Good data and monitoring are critical, but not sufficient alone. Hold regular face-to-face meetings to enable strong performance management. Establish these as respected forums for strategic discussions and business performance reviews; this will spread a sense of ownership for the plan and overall performance. In addition, treat each plan as a performance contract with management. That will create a logical flow from planning targets into management incentives, with a good balance between individual and business targets. In your discussions, include constructive critiques of plans and performance at various levels (within business units, and between the corporate center and the business units), explore root causes of performance deviations, and talk through corrective actions.

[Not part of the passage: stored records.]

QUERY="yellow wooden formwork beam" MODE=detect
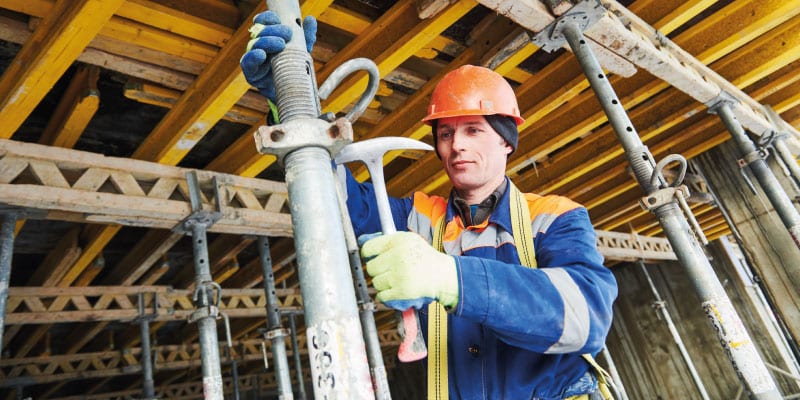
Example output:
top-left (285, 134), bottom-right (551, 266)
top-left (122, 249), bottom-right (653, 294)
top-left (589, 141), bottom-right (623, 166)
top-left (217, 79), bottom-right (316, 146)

Done well, performance management contributes to a performance culture. A performance culture is one in which all employees’ empowerment is facilitated, there is widespread management by fact and by process, plans reflect the organization’s capability, capability improvement is aligned with the strategy, and continuous improvement is achieved. You can promote a performance culture by establishing formal connections between the planning process and other processes — tactical, operational, and day-to-day processes — that involve the broader organization. For example, the sales and operations processes can be formally linked to the planning process through regular meetings that address planned versus actual sales.
4. Be Execution Oriented
Many companies struggle to generate the results intended by their strategy. That’s because strategy execution is less clearly defined and understood than strategy development; further, whereas strategy is often developed by a small group of strategists in the organization, strategy execution is the responsibility of the organization at large. Booz & Company research shows that a company’s performance is largely influenced by four organizational building blocks: decision rights, information flow, motivators (such as incentives), and structure (the lines and boxes of the hierarchy). These are known as the four building blocks of an organization’s DNA. Taken together, they define an organization’s culture. (See “The Four Bases of Organizational DNA,” by Gary Neilson, Bruce A. Pasternack, and Decio Mendes, s+b, Winter 2003.)